4 - Fuzzing campaign#
Running kafl fuzz
#
With all configurations and dependencies set, you’re ready to commence the fuzzing campaign.
You can review the kafl.yaml
config file, where the sharedir
, qemu_kernel
, qemu_initrd
and qemu_append
parameters have already been configured:
# exposing host files through "sharedir" interface
sharedir: '@format {env[PWD]}/sharedir'
# additional kAFL configuration
qemu_kernel: '@format {env[EXAMPLES_ROOT]}/linux-user/linux_kafl_agent/arch/x86/boot/bzImage'
qemu_initrd: '@format {env[EXAMPLES_ROOT]}/linux-user/scripts/kafl_initrd.cpio.gz'
# use hprintf=7 for full printk verbosity
qemu_append: root=/dev/vda1 rw nokaslr oops=panic nopti mitigations=off console=ttyS0 earlyprintk=serial,ttyS0 ignore_loglevel
Ensure you are running inside the kAFL virtualenv.
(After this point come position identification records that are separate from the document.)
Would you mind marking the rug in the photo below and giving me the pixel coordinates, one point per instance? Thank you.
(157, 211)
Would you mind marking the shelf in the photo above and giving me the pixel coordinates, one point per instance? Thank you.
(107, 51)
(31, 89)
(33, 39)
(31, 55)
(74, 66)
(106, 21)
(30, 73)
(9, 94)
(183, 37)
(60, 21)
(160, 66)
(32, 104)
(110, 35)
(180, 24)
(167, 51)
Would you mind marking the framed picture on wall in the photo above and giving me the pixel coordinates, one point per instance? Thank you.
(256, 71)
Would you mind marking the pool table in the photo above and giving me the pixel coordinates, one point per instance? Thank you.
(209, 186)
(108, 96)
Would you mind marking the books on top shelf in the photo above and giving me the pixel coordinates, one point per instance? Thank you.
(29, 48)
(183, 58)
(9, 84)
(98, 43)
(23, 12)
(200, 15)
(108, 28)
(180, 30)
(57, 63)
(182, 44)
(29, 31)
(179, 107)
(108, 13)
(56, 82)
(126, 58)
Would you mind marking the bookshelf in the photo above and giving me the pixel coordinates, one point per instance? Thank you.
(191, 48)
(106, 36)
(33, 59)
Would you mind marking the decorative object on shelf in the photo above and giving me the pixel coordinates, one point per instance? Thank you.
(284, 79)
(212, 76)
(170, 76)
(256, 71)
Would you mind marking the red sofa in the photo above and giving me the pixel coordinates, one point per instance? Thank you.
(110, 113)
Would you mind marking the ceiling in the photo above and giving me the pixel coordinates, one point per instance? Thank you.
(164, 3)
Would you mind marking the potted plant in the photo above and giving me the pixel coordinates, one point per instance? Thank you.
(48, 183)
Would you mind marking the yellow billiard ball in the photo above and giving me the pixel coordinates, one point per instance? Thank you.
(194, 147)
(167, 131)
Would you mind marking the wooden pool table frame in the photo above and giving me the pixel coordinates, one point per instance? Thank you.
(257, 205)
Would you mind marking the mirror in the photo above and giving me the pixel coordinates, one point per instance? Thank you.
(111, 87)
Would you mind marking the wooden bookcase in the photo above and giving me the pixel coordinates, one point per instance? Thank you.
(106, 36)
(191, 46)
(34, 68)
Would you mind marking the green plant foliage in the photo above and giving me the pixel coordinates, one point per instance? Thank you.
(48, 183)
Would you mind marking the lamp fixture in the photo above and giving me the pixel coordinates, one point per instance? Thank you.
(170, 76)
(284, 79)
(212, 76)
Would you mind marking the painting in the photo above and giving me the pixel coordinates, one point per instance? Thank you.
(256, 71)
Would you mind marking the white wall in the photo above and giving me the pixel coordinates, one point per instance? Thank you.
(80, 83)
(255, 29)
To start fuzzing, run the following kafl fuzz
command:
cd kafl/examples/linux-user/dvkm
(venv) $ kafl fuzz --purge --log-crashes
--purge
: removes the$KAFL_WORKDIR
directory if it already exists before starting the new campaign.--log-crashes
: redirect hprintf log message to a log file, and to$KAFL_WORKDIR/logs/
for any new found crashing or timeout payload.
Note
You can increase the fuzzing speed by dedicating more processes to kAFL.
The default value is 1
, which means that 1 QEMU instance will be launched and fuzzed.
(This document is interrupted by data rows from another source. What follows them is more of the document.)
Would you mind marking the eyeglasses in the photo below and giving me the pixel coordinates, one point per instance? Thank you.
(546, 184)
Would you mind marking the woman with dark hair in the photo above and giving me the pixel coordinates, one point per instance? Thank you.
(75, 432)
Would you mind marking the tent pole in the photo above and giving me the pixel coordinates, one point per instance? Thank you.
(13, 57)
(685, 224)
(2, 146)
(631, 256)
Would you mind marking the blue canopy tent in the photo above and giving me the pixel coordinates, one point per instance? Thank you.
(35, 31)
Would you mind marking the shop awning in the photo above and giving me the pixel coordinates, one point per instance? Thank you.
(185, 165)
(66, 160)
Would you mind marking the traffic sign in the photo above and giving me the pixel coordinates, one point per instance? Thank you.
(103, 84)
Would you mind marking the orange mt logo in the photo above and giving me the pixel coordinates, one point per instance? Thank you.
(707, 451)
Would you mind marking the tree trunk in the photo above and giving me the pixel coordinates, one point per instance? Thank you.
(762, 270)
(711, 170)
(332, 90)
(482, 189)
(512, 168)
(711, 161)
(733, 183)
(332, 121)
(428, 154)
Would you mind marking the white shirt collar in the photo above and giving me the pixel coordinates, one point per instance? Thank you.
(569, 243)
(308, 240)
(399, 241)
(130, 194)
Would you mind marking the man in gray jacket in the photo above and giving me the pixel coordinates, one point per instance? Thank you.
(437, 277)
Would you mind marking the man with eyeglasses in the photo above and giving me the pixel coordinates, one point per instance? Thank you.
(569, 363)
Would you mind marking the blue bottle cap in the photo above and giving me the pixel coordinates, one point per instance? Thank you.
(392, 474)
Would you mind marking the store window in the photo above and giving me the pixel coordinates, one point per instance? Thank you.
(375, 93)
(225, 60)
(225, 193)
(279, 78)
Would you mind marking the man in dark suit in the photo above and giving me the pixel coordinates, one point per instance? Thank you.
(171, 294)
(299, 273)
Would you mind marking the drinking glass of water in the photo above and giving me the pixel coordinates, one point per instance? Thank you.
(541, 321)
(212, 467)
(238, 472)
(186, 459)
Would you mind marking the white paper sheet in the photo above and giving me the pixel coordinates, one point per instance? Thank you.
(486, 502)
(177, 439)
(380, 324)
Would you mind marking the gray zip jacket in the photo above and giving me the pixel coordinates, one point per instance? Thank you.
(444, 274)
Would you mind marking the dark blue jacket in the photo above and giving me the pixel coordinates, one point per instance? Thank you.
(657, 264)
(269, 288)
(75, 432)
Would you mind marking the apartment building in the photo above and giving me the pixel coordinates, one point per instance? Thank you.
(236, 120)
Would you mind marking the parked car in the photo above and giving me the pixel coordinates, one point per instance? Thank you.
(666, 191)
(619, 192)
Depending on your target’s ressources requirements and your system capabilities, you can allocate more CPUs with -p
parameter.
Note
For the full command-line reference, please refer to Fuzzer Configuration page.
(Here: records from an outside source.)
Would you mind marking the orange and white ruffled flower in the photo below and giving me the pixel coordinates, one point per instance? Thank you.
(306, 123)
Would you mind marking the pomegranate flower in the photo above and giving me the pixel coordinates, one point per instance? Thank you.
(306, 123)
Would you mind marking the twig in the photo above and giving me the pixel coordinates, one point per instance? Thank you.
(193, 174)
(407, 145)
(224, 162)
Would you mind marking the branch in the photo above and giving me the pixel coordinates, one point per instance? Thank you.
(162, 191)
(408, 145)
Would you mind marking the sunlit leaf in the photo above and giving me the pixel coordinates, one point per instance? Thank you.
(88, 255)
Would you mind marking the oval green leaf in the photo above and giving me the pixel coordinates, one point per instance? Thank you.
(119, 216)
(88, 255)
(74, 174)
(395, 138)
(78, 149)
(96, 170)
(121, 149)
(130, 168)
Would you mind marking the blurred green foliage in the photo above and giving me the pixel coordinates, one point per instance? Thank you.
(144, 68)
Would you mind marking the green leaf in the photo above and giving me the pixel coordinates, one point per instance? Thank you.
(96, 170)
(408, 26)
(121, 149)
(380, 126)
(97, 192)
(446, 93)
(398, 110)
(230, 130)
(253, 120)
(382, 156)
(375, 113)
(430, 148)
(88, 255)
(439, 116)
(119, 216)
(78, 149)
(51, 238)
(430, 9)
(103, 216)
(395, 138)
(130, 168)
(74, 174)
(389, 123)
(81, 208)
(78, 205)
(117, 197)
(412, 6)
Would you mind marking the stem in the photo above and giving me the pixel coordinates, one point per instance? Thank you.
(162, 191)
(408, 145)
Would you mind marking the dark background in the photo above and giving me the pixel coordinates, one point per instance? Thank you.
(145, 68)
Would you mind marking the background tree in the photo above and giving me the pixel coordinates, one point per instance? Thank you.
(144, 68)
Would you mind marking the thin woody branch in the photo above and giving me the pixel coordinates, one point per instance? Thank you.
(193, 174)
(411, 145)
Follow the progress with kafl gui
#
➡️ You can start the kAFL GUI to watch the campaign progress live in your terminal
Among all the indicators, take a closer look at the Progress
panel, and especially the Findings
column.
You should see 4 fields:
Crash
: Executions returning with PANIC or PANIC_EXTENDED hypercallAddSan
: Executions returning with KASAN hypercallTimeout
: Executions intercepted by QEMU timeoutRegular
: Executions returning with RELEASE hypercall
After a few minutes (depending on your system and resource allocation), you should start to see kAFL reporting crashes:
┏━━❮❰ Progress ❱❯━━━━━━━━━━━━━━━━━━━━━━━━━━━━━━━━━━━━━━━━━━━━━━━━━━━━━━━━━━━━━━┓
┃ ┃
┃ Paths: │ Bitmap: │ Findings: ┃
┃ Total: 38 │ │ Crash: 3 (N/A) 2m00s ┃
┃ Seeds: 22 │ Edges: 100 │ AddSan: 0 (N/A) None Yet ┃
┃ Favs: 38 │ Blocks: 149 │ Timeout: 18 (N/A) 28s ┃
┃ Norm: 1 │ p(col): 0.2% │ Regular: 38 (N/A) 1m27s ┃
┠──────────────────────────────────────────────────────────────────────────────┨
Once you’ve observed at least one crash, you can terminate the fuzzing process using CTRL-C
and proceed to the next step of the analysis.